Dismissing his rivals as "lying Ted" and "little Marco," Donald Trump fended off intense attacks from his fellow presidential hopefuls at a debate Thursday that comes amid deeps signs of divisions within the Republican Party.
During the debate, Florida Senator Marco Rubio, Texas Senator Ted Cruz and Ohio Governor John Kasich took turns taking swipes at the New York businessman, who appears to be marching toward the party's nomination.
The debate, being held in the northern city of Detroit, was filled with the same yelling, personal insults and off-color remarks that have featured prominently in the 2016 Republican race for president.
Within five minutes of the debate's opening, Trump had seemingly bragged about the size of his genitals.
"[Rubio] said if my hands were small, then something else is small," Trump said, holding up his hands. "I guarantee there's no problem. I guarantee you."
Trump was referencing a comment made by Rubio last week that was widely seen as a reference to the businessman's sexual prowess.
Republican U.S. presidential candidate Marco Rubio listens as rival candidate Donald Trump speaks at the U.S. Republican presidential candidates debate in Detroit, Michigan, March 3, 2016.
Rubio: Donald 'deserves' attacks
Rubio defended his attacks, saying it was Trump who started the insults.

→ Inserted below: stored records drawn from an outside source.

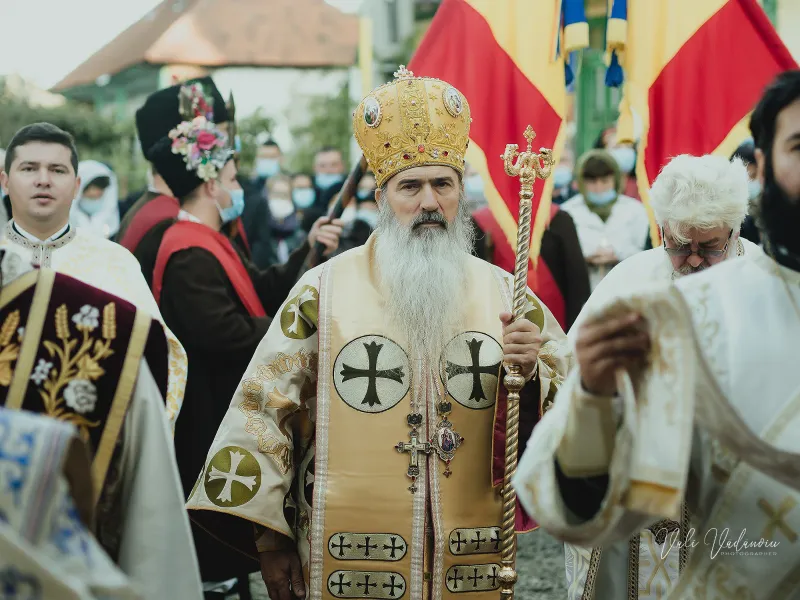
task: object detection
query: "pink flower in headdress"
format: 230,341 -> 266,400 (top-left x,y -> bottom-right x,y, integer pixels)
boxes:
197,131 -> 217,150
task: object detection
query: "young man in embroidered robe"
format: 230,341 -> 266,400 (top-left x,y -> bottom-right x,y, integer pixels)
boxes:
552,155 -> 761,600
0,246 -> 201,600
0,408 -> 140,600
189,69 -> 567,600
515,71 -> 800,600
0,123 -> 186,425
142,117 -> 341,582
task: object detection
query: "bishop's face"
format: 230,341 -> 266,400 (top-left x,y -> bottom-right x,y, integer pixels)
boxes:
0,142 -> 80,235
377,165 -> 462,233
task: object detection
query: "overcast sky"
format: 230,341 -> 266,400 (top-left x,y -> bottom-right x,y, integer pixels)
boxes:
0,0 -> 362,89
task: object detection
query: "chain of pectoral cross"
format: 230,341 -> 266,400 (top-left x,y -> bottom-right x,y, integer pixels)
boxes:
395,359 -> 463,494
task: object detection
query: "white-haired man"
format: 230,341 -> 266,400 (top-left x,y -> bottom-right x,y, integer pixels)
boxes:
570,154 -> 761,332
565,154 -> 761,600
514,71 -> 800,600
184,69 -> 567,600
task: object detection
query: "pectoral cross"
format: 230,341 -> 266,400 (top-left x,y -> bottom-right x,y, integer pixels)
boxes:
395,429 -> 433,494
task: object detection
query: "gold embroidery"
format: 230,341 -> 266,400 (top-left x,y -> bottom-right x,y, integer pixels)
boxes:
37,303 -> 117,439
0,310 -> 20,387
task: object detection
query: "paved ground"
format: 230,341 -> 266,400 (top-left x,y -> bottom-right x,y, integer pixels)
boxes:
241,531 -> 566,600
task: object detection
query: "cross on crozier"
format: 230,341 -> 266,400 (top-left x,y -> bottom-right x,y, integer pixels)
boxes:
341,342 -> 404,406
208,450 -> 256,502
445,338 -> 500,401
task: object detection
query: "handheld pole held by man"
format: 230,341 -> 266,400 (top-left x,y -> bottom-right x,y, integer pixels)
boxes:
498,125 -> 553,600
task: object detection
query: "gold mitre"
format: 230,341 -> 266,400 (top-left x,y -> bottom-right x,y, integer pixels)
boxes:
353,65 -> 472,186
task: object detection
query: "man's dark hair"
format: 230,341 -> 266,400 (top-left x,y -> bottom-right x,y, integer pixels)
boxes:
731,140 -> 756,166
5,123 -> 78,174
750,70 -> 800,154
750,70 -> 800,258
83,175 -> 111,190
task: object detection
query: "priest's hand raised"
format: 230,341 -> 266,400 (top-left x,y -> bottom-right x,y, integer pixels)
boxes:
575,313 -> 650,396
258,548 -> 306,600
500,312 -> 542,380
308,217 -> 344,256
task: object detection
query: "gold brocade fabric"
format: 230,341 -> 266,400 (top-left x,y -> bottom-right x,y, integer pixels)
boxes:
188,238 -> 566,600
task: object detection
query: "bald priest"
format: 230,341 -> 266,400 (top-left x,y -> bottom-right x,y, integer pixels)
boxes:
189,68 -> 568,600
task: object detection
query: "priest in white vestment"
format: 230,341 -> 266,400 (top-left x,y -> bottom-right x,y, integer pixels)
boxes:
0,408 -> 139,600
0,123 -> 187,424
0,246 -> 202,600
514,71 -> 800,600
561,150 -> 649,289
569,154 -> 761,344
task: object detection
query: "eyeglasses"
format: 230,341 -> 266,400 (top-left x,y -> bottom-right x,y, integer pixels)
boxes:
661,230 -> 733,258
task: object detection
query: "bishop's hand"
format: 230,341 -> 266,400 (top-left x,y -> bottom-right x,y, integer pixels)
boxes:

"For the last year, Donald Trump has basically mocked everybody with personal attacks," Rubio said. "If there's anyone who's ever deserved to be attacked that way, it's Donald Trump."
The bitter Trump-Rubio rivalry continued Thursday, with the ex-reality television star referring to the Florida senator as a "little guy [who] has lied so much about my record."
Rubio fired back: "You ask him a question about the economy and the first thing he does is go into the 'little guy' thing," Rubio said.
Cruz, who had a stronger than expected performance during this week's crucial Super Tuesday nominating contests, also slammed Trump's vitriolic style.
"I think that the American people understand that yelling and cursing at people doesn't make you a tough guy," he said.
"Nominating Donald would be a disaster," Cruz said.
The low-polling Kasich stayed out of the political dog fight.
"I have never tried to go and get into these kinds of scrums that we are seeing here." Kasich said. "People say, wherever I go: 'You seem to be the adult on stage.'"
Trump: Romney a 'failed candidate'
The debate began with a question about someone not on stage: Mitt Romney. The party's most recent nominee strongly criticized Trump in a speech Thursday, calling him a "con man" and a "phony" who is "playing the members of the American public for suckers."
Asked to respond to the criticism, Trump dismissed Romney as a "failed candidate" who was "an embarrassment to everybody" when he lost to President Obama in 2012.
"Obviously he wants to be relevant; he wants to be back in the game," Trump said.
At an earlier news conference, Trump used even more direct language, saying Romney once "begged" for his endorsement during his 2012 presidential run.
"I could have said, 'Mitt, drop to your knees.' He would have dropped to his knees,'" Trump said, in what was widely interpreted as a thinly veiled sexual joke.
Republican U.S. presidential candidate Donald Trump gestures towards rivals Marco Rubio (L) and Ted Cruz (R) at the U.S. Republican presidential candidates debate in Detroit, Michigan, March 3, 2016.
Trump's bombastic style and often extreme positions have alienated many within the Republican Party.
Many Republican lawmakers and leading party figures have said they will never support Trump, even if he is the nominee, while others have begun to coalesce behind him.
Asked whether they would support the eventual Republican nominee, Cruz, Kasich and Rubio all said they would, even while insisting they had not given up the fight against Trump.
It is increasingly unclear what party leaders can do to stop Trump, who has a commanding lead both in national polls and in the count of delegates needed to win the nomination.
Heading into Thursday's debate, Trump is the only Republican candidate on track to win the necessary 1,237 delegates, according to the well-respected Cook Political Report.